Controllable construction of an interpenetrating FeC2O4/amorphous SiO2 composite derived from copper smelting slag for efficient photocatalytic degradation of antibiotics

The construction of highly active photocatalysts featuring the merits of high quantum efficiency and superior stability from solid wastes for the photocatalytic degradation of organics remains a great challenge. Herein, an acid leaching and in situ self-assembly strategy was proposed to engineer a series of FeC2O4/SiO2 amorphous composites with a Si-O-Fe bridged interpenetrating structure, using copper smelting slag as the only source of Fe and Si.
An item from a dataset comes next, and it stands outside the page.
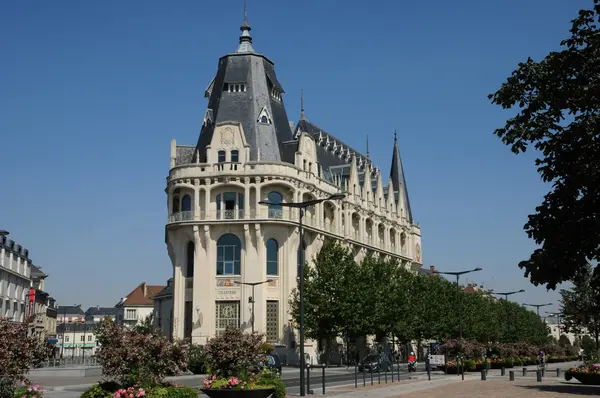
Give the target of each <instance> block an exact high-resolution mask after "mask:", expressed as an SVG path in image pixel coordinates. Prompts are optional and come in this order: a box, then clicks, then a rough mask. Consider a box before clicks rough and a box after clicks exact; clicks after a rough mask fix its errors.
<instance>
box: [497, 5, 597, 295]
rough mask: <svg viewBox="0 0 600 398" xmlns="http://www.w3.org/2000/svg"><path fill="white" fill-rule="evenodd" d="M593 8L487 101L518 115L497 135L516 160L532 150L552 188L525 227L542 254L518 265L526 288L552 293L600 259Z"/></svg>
mask: <svg viewBox="0 0 600 398" xmlns="http://www.w3.org/2000/svg"><path fill="white" fill-rule="evenodd" d="M593 3H594V4H593V9H591V10H581V11H579V15H578V17H577V18H576V19H574V20H573V21H572V23H573V24H572V28H571V37H570V38H568V39H566V40H564V41H562V42H561V46H562V49H561V51H558V52H551V53H550V54H548V55H547V56H546V57H545V58H544V59H543V60H542V61H540V62H535V61H534V60H532V59H531V58H529V59H527V61H526V62H523V63H519V65H518V68H517V69H516V70H515V71H514V72H513V73H512V75H511V76H510V77H509V78H508V79H507V80H506V82H505V83H503V84H502V86H501V87H500V89H499V90H498V91H497V92H496V93H495V94H491V95H490V96H489V98H490V99H491V100H492V103H494V104H497V105H500V106H502V107H503V108H505V109H506V108H513V107H515V108H518V110H519V112H518V114H517V115H516V116H514V117H512V118H510V119H508V120H507V122H506V124H505V125H504V127H502V128H499V129H497V130H496V131H495V134H496V135H498V136H499V137H500V138H501V139H502V142H503V143H504V144H506V145H509V146H510V147H511V148H512V151H513V152H514V153H521V152H525V151H526V149H527V148H528V147H529V146H530V145H533V147H534V148H535V149H536V150H537V153H538V154H539V158H538V159H536V162H535V163H536V166H538V172H539V173H540V174H541V176H542V178H543V180H544V181H545V182H549V183H551V184H552V190H551V191H550V192H549V193H548V194H547V195H546V196H545V197H544V200H543V202H542V204H541V205H539V206H538V207H537V208H536V213H535V214H532V215H530V216H529V221H528V222H527V224H525V227H524V229H525V231H526V233H527V235H528V236H529V237H530V238H531V239H533V240H534V241H535V242H536V244H538V245H539V246H540V247H539V248H537V249H535V250H534V251H533V253H532V254H531V256H530V258H529V259H528V260H526V261H521V262H520V263H519V267H520V268H522V269H525V276H528V277H529V278H530V280H531V282H533V283H534V284H536V285H537V284H545V285H546V286H547V287H548V288H552V289H554V288H556V285H557V284H558V283H560V282H563V281H567V280H571V279H573V278H574V277H576V276H577V275H578V274H579V273H581V272H583V270H584V268H585V266H586V264H587V263H588V261H598V260H600V234H598V230H600V94H599V93H600V75H599V74H598V71H599V70H600V0H593Z"/></svg>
The loaded porous amorphous SiO2 creates new charge transfer states within the FeC2O4 crystal, and the formed Si-O-Fe bond acts as an electron conduction bridge, extensively promoting charge separation and utilization. The alpha-FeC2O4 with wider layer spacing was generated under high temperature, which can provide smoother channels for charge transfer. Thus, alpha-FeC2O4 with higher Si content (alpha-FOD/SiH) showed excellent photocatalytic activity, achieving a chlortetracycline hydrochloride removal rate of 91.9 % within 120 min, which is 16.7, 3.8 and 2.0 times faster than copper smelting slag, alpha-FOD and (3-FOD/SiH, respectively. The composite also exhibited remarkable structural stability, with the chlortetracycline hydrochloride removal rates remaining above 85.1 % after five consecutive cycles, ascribed to the interpenetrated SiO2 structure and the formation of soluble [Fe3+-(C2O4 2-)2] complexes, which greatly reduce iron ions release and prevent the formation of Fe(III) oxide/hydroxide passivation layers. This study provides a new idea for synthesizing highly active and stable FeC2O4 catalysts through a "treat the wastes with wastes" strategy.